UTICA, N.Y. (WKTV) - Governor Andrew Cuomo's announcement Thursday that six global technology leaders are committing $1.5 billion to create "Nano Utica" has local elected leaders and politicians in motion, trying to make sure central New York has the skilled workforce to fill the anticipated 1500 jobs.
Nano Utica is an expansion of the Quad C project at SUNYIT. The project is doubling, and will go from creating an anticipated 500 jobs, to 1500 jobs. Quad C is the research and development arm of the effort to bring nanotechnology to the campus.

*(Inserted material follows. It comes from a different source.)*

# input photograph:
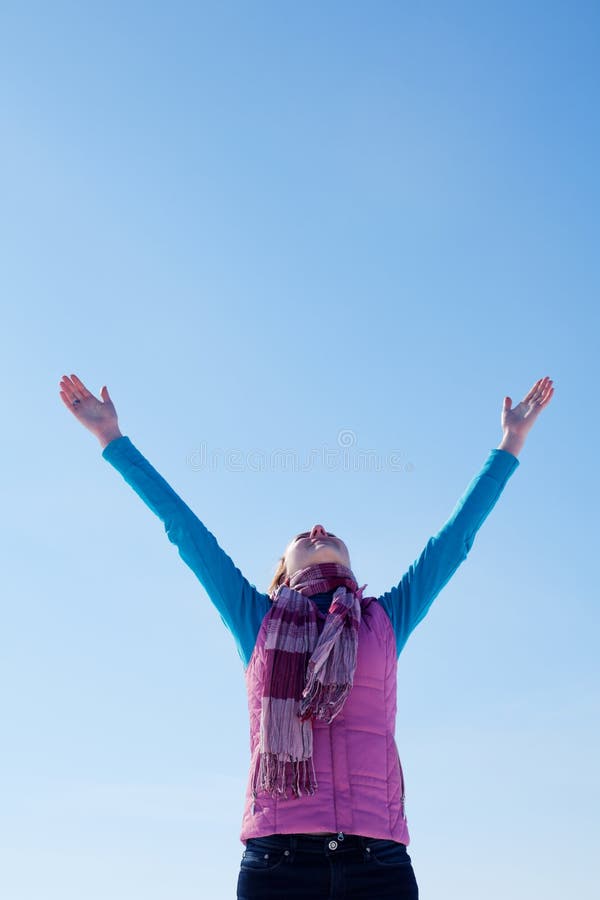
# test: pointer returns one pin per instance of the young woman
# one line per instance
(324, 814)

Once up and running, Quad C will require a workforce with 'STEM' degrees; science, technology, engineering and math. The founder of one of the six companies committing millions to Quad C says that, in addition to workers with advanced degrees, his company will employ what he calls very trained technical people with associates degrees. MVCC President Randall VanWagoner has been preparing for this day.

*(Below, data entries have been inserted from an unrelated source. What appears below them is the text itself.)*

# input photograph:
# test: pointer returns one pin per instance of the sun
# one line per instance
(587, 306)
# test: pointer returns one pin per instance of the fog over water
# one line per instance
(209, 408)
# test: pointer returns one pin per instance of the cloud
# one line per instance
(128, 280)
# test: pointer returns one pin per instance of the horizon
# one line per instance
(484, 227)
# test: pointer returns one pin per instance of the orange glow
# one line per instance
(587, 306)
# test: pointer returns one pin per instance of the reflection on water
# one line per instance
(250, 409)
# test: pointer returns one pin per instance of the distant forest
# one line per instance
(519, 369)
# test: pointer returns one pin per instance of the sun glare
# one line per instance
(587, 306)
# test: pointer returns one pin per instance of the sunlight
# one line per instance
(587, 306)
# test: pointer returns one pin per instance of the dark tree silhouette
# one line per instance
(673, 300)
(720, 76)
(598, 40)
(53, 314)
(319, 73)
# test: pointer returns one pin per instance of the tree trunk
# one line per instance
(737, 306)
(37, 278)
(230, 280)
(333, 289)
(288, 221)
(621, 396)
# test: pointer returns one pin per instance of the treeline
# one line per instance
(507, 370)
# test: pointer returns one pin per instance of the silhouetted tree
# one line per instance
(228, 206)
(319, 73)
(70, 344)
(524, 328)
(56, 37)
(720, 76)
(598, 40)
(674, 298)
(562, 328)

"The job demands are going to be so great in this area, that's part of the reason we pursued the grant applications that we did, to try and get the training grant for people who might be in a different career, and want to accelerate their training to come into where the new demands are," says VanWagoner.

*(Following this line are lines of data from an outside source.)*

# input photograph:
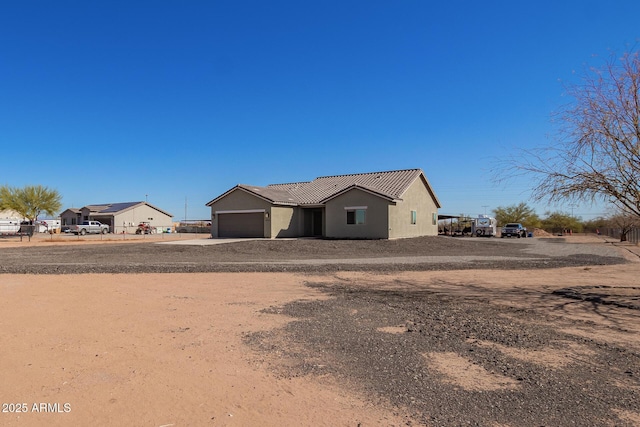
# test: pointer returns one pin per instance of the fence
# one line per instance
(633, 236)
(27, 232)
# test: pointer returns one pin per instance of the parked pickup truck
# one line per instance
(91, 227)
(513, 229)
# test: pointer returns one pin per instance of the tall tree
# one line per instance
(597, 152)
(624, 222)
(521, 213)
(30, 201)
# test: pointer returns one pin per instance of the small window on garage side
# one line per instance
(356, 216)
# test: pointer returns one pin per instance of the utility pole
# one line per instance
(572, 206)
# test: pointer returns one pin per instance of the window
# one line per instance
(356, 216)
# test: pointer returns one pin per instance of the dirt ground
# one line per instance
(489, 347)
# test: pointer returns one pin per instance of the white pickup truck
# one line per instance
(91, 227)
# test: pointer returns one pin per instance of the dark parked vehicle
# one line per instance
(514, 230)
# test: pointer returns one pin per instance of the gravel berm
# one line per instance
(307, 255)
(343, 337)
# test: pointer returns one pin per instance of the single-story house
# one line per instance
(120, 217)
(11, 215)
(377, 205)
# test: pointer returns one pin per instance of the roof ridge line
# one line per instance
(370, 173)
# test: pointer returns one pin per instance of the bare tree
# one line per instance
(625, 222)
(597, 154)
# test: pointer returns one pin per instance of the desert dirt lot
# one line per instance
(437, 331)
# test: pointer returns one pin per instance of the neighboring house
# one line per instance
(378, 205)
(120, 217)
(11, 215)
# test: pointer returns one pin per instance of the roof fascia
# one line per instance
(361, 188)
(246, 190)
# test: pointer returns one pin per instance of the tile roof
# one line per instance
(390, 184)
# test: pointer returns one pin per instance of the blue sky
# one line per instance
(176, 102)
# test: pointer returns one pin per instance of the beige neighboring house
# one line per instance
(120, 217)
(11, 215)
(377, 205)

VanWagoner says MVCC graduates have already enjoyed robust success in the nanotechnology industry.
"We've had a couple of alumni come back and tell us that they're literally making with an associates degree, making six figures and turning down overtime."
While college presidents focus on training and educating the workforce to meet the demands of Quad C, elected leaders work on shaping the community for this transformation.
"We have to address the educational, the housing and the diversity needs and we have to do that in a measured way that is outlined just as the plans for a building are outlined," says Oneida County Executive Anthony Picente, Jr., who touched upon his plan, 'Vision 20-20", in his State of the County address in March.
Construction for Quad C is already underway on the SUNYIT campus in Marcy and was expanded to accommodate Nano Utica. It's expected to be complete toward the end of 2014.